It is possible to have a characteristic subgroup $H$ of a group $G$ that is not an elementarily characteristic subgroup of $G$, i.e., there exists a subgroup $K$ of $G$ such that the first-order theories of the group-subgroup pairs $(G,H)$ and $(G,K)$ are elementarily equivalent.

## Proof

Suppose $T_1, T_2$ are two infinite sets with |T_1| > |T_2|[/itex]. Let $G$ be the direct product $G_1 \times G_2$ where $G_1$ is the finitary alternating group on $T_1$ and $G_2$ is the finitary alternating group on $T_2$. Let $H$ be the subgroup of $G$ that is the first direct factor ($G_1 \times \{ e \}$) and $K$ be the subgroup of $G$ that is the second direct factor ($\{ e \} \times G_2$).
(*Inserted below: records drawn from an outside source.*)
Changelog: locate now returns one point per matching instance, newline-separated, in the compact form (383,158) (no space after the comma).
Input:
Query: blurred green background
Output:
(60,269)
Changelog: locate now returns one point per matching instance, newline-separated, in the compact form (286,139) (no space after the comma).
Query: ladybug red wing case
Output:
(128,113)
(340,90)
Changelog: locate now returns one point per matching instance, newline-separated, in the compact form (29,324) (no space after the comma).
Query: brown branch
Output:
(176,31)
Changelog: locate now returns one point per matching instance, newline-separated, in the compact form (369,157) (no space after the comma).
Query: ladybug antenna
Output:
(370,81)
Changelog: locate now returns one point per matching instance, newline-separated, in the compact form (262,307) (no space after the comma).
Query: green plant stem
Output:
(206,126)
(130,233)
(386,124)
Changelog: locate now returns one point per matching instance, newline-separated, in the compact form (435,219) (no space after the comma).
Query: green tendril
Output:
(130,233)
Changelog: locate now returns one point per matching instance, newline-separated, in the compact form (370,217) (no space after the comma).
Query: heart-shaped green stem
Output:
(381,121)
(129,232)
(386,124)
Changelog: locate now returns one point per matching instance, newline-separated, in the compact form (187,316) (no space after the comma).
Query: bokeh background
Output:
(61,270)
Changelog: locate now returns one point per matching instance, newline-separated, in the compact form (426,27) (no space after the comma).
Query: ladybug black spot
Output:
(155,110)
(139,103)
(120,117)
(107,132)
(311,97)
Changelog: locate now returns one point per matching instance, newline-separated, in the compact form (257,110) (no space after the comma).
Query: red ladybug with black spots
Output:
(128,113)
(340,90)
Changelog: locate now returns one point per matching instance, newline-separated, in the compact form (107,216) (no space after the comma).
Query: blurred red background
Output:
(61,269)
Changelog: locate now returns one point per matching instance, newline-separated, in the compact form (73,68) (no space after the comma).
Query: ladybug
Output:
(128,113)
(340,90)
• $H$ is characteristic (in fact, homomorph-containing) in $G$: By cardinality considerations and the fact that $H$ is simple, any homomorphic image of $H$ in $G_2$ is trivial. Therefore, the image of $H$ under any homomorphism of $G$ is contained in $H$. Therefore, $H$ is characteristic in $G$.
• The first-order theories of the group-subgroup pairs $(G,H)$ and $(G,K)$ are elementarily equivalent, so $H$ is not elementarily characteristic in $G$: This can be seen from the idea that first-order statements reference only finite subsets, and as far as finite subsets are concerned, $G_1$ and $G_2$ look the same.